Wenn also die Sache voraussichtlich an die Einspruchsabteilung zur Prüfung der nicht erörterten Frage der erfinderischen Tätigkeit zurückzuverweisen ist, so kann ausnahmsweise ein erst in der mündlichen Verhandlung vor der Kammer überreichter neuer Hilfsantrag zum Ausräumen des Einwands fehlender Neuheit gegenüber einer Entgegenhaltung zugelassen und dieser Hilfsantrag an die Einspruchsabteilung auch zur abschließenden Neuheitsprüfung gegenüber dieser Entgegenhaltung zurückverwiesen werden, falls keinem der vorrangigen Anträge wegen fehlender Neuheit stattgegeben werden kann.
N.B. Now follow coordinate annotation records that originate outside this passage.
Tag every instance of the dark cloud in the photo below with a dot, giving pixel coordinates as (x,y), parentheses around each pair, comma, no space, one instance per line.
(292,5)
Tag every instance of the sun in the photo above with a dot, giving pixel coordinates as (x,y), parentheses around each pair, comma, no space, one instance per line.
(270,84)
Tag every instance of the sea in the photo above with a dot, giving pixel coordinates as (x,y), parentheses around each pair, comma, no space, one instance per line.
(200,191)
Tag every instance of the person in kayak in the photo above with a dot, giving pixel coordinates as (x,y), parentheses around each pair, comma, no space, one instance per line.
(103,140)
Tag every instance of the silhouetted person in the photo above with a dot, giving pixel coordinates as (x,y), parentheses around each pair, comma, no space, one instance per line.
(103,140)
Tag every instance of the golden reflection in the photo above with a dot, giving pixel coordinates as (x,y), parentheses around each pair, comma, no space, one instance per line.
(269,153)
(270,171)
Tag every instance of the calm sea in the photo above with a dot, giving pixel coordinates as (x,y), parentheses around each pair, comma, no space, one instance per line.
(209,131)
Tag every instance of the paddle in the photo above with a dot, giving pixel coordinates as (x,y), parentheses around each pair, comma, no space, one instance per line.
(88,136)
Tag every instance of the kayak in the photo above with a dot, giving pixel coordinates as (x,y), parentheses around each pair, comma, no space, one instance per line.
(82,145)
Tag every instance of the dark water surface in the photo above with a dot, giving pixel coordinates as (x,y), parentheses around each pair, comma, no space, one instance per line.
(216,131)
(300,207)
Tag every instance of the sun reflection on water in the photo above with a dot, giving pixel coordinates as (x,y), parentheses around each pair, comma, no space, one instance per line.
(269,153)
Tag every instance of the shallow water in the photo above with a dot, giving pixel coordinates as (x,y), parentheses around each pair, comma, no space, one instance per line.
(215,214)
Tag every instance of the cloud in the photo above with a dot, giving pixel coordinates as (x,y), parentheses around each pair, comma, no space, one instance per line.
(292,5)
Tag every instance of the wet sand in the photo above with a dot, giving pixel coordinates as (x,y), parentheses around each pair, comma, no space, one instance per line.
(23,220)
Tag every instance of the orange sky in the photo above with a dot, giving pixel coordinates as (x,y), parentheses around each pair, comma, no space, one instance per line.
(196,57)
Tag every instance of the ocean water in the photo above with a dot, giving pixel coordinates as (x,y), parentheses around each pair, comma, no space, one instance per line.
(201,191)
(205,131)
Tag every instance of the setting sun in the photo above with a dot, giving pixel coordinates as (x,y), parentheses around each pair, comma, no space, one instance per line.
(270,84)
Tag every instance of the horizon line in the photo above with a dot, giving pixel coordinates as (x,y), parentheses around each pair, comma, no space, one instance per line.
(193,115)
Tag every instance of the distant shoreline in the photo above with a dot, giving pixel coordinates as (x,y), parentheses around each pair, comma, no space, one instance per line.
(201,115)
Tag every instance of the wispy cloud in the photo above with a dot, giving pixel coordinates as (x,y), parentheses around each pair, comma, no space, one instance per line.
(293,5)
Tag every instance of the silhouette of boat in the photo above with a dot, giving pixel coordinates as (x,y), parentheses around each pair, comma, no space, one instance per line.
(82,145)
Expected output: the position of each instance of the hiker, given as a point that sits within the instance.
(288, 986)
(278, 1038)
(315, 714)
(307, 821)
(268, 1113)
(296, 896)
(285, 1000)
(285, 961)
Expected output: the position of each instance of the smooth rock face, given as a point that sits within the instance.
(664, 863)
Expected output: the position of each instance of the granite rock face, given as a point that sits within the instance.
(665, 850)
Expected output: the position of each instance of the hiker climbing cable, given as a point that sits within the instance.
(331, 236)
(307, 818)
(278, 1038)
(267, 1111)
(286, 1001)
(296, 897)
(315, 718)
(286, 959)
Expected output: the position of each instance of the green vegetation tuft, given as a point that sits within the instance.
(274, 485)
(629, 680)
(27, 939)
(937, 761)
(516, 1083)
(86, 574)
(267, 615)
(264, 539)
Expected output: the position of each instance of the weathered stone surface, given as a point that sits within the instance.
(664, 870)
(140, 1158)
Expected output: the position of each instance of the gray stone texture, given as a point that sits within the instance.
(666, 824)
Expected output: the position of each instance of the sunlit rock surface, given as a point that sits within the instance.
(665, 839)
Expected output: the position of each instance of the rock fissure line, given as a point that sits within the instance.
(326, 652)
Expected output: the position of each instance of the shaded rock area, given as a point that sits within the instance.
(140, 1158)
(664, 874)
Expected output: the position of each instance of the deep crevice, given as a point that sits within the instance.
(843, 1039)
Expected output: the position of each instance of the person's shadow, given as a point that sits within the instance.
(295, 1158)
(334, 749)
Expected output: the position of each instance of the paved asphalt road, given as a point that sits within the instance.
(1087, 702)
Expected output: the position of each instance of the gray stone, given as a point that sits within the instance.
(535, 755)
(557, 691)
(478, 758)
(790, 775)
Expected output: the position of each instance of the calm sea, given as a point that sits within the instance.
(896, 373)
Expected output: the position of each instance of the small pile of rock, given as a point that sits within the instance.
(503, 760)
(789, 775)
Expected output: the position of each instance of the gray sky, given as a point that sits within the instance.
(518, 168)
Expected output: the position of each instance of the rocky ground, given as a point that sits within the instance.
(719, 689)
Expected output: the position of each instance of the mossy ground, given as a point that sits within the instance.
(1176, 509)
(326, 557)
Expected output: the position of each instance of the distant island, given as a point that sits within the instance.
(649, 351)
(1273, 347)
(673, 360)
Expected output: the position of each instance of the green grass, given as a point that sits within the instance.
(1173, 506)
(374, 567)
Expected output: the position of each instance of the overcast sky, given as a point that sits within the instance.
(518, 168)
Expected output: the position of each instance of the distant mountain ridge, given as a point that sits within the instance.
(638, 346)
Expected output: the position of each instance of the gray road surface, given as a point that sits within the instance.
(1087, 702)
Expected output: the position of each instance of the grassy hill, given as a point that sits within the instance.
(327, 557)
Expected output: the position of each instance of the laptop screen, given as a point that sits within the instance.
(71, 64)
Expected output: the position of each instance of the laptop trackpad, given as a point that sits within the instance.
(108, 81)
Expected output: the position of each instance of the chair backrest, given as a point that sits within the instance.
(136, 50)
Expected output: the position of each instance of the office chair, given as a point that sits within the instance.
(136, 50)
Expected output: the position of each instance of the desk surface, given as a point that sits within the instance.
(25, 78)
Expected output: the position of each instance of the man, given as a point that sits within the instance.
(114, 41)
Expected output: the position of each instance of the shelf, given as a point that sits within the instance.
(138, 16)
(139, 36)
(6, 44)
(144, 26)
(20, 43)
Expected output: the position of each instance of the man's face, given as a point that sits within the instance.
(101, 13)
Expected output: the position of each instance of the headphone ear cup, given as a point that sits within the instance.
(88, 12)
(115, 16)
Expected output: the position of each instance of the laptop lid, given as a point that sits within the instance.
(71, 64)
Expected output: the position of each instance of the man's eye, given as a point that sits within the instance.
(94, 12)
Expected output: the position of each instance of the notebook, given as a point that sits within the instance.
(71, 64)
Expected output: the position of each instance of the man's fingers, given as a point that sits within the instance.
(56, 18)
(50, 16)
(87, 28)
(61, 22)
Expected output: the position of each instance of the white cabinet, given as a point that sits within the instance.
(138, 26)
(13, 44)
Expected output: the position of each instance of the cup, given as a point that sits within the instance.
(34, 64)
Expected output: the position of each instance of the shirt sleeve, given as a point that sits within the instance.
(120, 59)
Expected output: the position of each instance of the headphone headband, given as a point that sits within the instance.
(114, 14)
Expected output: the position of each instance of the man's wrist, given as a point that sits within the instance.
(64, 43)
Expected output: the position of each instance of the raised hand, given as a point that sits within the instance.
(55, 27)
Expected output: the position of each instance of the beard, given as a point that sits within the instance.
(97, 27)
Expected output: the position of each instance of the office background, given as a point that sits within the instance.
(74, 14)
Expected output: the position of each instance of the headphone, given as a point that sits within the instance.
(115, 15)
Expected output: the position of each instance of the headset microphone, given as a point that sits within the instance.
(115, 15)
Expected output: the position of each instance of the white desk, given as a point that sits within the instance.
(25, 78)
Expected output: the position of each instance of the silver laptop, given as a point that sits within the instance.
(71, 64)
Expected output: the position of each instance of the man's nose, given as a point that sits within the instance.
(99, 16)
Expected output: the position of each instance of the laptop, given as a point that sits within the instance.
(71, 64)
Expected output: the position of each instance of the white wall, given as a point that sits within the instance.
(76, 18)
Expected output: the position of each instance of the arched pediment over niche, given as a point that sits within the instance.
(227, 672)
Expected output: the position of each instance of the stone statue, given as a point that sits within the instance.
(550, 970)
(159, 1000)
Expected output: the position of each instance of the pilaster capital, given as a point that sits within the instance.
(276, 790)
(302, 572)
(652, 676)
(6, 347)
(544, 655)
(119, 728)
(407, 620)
Die Notwendigkeit für die erste Instanz, auf die Frage der erfinderischen Tätigkeit gegenüber dem gesamten entgegengehaltenen Stand der Technik einzugehen, hat zur Folge, daß die Neuheitsprüfung gegenüber einer Entgegenhaltung nicht zu einer nennenswerten Verzögerung des Einspruchsverfahrens führt.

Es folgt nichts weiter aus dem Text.